The fire you're actually looking for
So if all that mess is normal, what's the fire? A handful of findings turn a routine check into a phone call:
- A pneumothorax that's new or growing — especially worrying if a chest tube is supposed to be handling it and clearly isn't.
- A rapidly enlarging mediastinum or a fast-expanding fluid collection — in a fresh post-op patient that means bleeding until proven otherwise.
- Whiteout of a lung or a big new opacity, which could be collapse from a mucus plug, aspiration, or a malpositioned tube ventilating only one side.
- A tube that moved — the endotracheal tube that crept into the right main bronchus, the chest tube whose side-hole is now outside the chest.

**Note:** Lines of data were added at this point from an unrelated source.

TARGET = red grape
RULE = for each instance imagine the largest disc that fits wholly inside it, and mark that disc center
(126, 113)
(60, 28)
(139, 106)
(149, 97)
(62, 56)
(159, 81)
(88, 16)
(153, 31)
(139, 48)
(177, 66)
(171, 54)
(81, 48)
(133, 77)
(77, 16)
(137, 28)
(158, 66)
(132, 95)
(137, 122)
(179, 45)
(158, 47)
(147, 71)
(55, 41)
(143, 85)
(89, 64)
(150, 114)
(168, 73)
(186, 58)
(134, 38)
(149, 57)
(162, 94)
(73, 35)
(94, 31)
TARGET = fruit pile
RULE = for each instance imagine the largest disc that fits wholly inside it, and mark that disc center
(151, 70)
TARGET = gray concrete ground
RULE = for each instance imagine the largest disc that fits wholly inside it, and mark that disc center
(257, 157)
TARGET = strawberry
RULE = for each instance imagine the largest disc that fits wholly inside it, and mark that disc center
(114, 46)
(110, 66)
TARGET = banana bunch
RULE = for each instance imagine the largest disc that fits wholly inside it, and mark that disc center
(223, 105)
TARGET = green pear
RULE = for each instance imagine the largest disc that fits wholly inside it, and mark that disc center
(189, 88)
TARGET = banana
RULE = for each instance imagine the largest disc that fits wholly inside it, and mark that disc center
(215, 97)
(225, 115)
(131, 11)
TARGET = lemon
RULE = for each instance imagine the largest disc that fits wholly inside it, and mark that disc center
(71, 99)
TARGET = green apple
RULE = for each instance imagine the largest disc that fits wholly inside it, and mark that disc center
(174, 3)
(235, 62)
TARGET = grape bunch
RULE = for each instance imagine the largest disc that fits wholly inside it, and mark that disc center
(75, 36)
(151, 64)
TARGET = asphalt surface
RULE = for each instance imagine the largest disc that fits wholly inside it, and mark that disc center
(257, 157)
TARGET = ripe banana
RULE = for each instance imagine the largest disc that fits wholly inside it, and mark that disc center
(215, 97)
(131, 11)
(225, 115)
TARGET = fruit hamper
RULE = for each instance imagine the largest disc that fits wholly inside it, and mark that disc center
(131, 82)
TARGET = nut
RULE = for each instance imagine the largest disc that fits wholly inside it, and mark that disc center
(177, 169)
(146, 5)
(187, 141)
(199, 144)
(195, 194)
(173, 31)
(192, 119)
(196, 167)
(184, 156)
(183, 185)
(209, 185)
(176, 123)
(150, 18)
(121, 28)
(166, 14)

A right main bronchus intubation is sneaky: the tube slips a little too deep, ventilates only the right lung, and the left lung quietly collapses. You may see a new left-sided whiteout and a shifted heart. The fix isn't a chest tube or a code — it's pulling the breathing tube back a couple of centimeters. Trace the tube before you treat the lung.
Putting it together
Read the post-op chest as a sequence, every time: lines and tubes first, then lungs and pleura, then mediastinum and bones, then — crucially — compare to the prior. The grounding skills here are the same ones from the approach to the chest X-ray; the post-op film just asks you to hold two mental lists at once — expected mess on one side, new fire on the other — and route every finding to the correct column. Get good at that sorting and the post-op chest stops being intimidating and becomes what it's meant to be: a quick, reassuring glance to confirm nobody's kitchen is on fire.